Nico encontró aquella canica en
el río, se extrañó de que toda la orillita del furiosillo de cristal estuviera
dorada menos en aquel lugar lleno de sombras. Era un remanso en lo dorado que
parecía bajo la sombra de algún árbol, pero allí no crecía ninguno. Qué raro, y
buscando el lugar de mayor oscuridad halló aquella canica negra. Al cogerla en
su mano la oscuridad que le rodeaba se desplazó ligeramente, provenía
precisamente de aquel objeto que parecía devorar la luz. Feliz por su hallazgo
la introdujo en el bolsillo izquierdo de su pantalón y al introducirla, de
golpe, quedó deslumbrado por el sol que rebotaba en las aguas del furiosillo
como un espejo de plata y oro, se quedó ciego por un momento hasta que se
habituó de nuevo a la tremenda luz que el arroyito acumulaba en verano. Sacó la
bolita de su pantalón y todo volvió a quedar en la sombra, el arroyo parecía
como cubierto por un bosque galería y casi parecía de noche. Entonces Nico se
puso a jugar, metía y sacaba repetidamente aquella esfera de sus bolsillos e
intermitentemente iluminaba u oscurecía el furiosillo, se alegraba de la
oscuridad y se alegraba del resplandor. Estuvo jugando con aquello veinte
veces, hasta que quedó hastiado de tanto orgasmo. Se guardó la bolita en el
bolsillo y decidió regresar a casa. El arroyo describía un camino serpentiforme
cuajadito de esmeraldas, Nico sacó otra vez de su bolsillo aquella esfera y las
esmeraldas se trocaron en piedras lunares adquiriendo el furiosillo el aspecto
de la cara oculta de la luna, brillando sus aguas como de plata y nácar, pues
el sol, convertido en luna por la mágica esfera ponía el toque de claroscuro a
la escena de una manera fantasmagórica y perlada. El muchacho alucinaba con su
hallazgo, si miraba al sol a través de aquel objeto veía la sustancia primitiva
de las estrellas, el centro de las estrellas blancas. Al andar el muchacho
ensombrecía los amarillos trigales por los que iba pasando y los pájaros
dejaban de trinar asustados, como si se hiciera de noche de pronto. El muchacho
estaba deslumbrado, guardaba la extraña perla y todo volvía resplandecer con
violencia inusitada, la sacaba de su pantalón y se hacía de noche rotunda, con
sabor a ginebra y navajas. Y así que andando se encontró con Lito, su amigo,
sobresaltado por la repentina noche inexplicable. Lito llevaba higos chumbos
pelados en una bolsa de plástico y se los ofreció a Nico a cambio de su secreto.

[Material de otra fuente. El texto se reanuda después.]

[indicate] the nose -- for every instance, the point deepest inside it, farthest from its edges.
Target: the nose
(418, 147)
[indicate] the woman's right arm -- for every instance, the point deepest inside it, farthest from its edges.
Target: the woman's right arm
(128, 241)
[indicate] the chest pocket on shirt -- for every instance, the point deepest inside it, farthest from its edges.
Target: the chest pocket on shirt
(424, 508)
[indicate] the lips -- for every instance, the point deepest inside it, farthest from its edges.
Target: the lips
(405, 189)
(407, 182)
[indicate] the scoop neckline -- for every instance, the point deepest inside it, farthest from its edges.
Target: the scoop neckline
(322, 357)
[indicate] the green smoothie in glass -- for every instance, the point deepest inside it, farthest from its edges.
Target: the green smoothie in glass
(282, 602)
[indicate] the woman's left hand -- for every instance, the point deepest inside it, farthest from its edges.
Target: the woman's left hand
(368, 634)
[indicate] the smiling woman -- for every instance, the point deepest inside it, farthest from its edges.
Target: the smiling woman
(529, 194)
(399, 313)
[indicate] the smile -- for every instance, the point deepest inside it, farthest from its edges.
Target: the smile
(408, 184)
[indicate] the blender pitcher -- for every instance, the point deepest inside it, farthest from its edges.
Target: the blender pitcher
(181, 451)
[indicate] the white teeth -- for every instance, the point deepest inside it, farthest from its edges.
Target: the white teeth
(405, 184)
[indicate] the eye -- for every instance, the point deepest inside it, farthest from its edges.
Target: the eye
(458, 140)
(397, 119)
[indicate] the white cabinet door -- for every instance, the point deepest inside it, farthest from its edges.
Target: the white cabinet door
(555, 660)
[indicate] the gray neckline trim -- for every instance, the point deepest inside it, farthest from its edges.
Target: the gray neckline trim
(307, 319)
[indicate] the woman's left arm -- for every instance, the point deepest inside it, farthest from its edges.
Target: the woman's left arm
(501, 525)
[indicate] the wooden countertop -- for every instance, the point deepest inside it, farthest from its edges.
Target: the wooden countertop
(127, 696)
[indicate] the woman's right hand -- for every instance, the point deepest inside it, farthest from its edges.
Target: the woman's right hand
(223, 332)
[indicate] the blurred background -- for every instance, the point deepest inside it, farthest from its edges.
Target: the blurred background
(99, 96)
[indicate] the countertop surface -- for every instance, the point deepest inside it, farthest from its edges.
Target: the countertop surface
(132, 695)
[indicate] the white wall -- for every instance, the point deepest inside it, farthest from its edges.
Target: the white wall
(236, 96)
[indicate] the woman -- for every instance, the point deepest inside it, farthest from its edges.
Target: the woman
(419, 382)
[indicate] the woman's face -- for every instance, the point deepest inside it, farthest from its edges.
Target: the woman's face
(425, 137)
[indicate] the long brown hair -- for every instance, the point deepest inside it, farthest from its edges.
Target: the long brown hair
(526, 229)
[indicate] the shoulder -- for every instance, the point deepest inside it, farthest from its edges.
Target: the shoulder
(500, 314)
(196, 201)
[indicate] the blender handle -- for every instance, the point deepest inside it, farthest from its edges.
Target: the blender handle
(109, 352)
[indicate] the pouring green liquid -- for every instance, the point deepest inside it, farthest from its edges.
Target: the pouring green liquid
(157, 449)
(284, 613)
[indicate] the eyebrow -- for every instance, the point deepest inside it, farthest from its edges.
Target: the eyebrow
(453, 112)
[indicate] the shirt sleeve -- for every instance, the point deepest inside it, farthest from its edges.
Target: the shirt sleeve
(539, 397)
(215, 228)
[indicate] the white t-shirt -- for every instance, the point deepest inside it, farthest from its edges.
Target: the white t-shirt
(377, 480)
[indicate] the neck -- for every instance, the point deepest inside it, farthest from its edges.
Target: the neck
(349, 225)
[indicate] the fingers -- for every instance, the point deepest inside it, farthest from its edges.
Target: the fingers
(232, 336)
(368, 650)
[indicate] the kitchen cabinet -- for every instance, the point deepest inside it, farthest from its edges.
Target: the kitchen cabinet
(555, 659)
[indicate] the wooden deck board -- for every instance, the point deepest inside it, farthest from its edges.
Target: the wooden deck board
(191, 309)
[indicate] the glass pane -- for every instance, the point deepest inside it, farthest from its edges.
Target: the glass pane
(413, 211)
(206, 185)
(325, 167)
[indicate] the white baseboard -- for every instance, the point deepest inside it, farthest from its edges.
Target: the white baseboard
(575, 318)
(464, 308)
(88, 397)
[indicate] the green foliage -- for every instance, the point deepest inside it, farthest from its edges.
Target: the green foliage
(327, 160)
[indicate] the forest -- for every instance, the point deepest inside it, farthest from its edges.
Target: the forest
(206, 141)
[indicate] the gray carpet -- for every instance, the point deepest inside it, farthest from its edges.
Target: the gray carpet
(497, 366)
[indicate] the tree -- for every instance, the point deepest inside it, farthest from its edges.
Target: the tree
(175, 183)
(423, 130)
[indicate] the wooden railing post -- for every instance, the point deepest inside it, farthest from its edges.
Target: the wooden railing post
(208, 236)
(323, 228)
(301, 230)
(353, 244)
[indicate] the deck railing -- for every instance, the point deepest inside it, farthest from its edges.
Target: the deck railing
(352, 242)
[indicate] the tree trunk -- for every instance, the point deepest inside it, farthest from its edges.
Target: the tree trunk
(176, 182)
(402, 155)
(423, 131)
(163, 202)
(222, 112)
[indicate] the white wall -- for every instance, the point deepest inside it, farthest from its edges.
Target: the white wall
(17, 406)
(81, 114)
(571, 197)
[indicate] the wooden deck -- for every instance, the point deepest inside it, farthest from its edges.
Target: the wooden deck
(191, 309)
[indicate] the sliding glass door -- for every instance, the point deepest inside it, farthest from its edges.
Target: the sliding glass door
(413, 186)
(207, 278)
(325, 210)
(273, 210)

Se pusieron ambos sobre el tronco de un olivo quemado rodeados de trigales de
ámbar. Y empezaron a comer de los higos chumbos, verdes y pardos, que Lito
traía. Si alguien observara la escena podía ver que aquello se encendía y se
apagaba como el faro sobre el mar, de pronto, el dorado rubicundo, seguidamente
la noche cerrada con sabor a aguardientes. No se si fue a Lito o a Nico a quien
se le ocurrió encender fuego negro con el antidiamante. Lo aproximaron a una
zarza seca como si fuera una lupa y concentraron toda la sombra sobre la
hojarasca, aquello empezó a arder cuando lo ígneo sobrepasó lo dimensionable.
Una llamarada negra salió de la zarza y prendió en los rastrojos cercanos
mientras los dos muchachos hacían noche de ojos de mulo sobre el campo.
Curiosamente algún grillo loco empezó a cantar, un timbre de puñalitos de azúcar
con limonada. Como la canica estaba al aire y producía una cerrada noche lunar
las llamas negras que daba la zarza sobre el tronco del olivo parecían menores,
pero cuando Nico se guardó la esferita en el bolsillo de nuevo se pudo apreciar
el fuego oscuro que habían provocado, un fuego negro como las panteras, con
toques de carmesí furioso, al lado de los trigos ambarinos.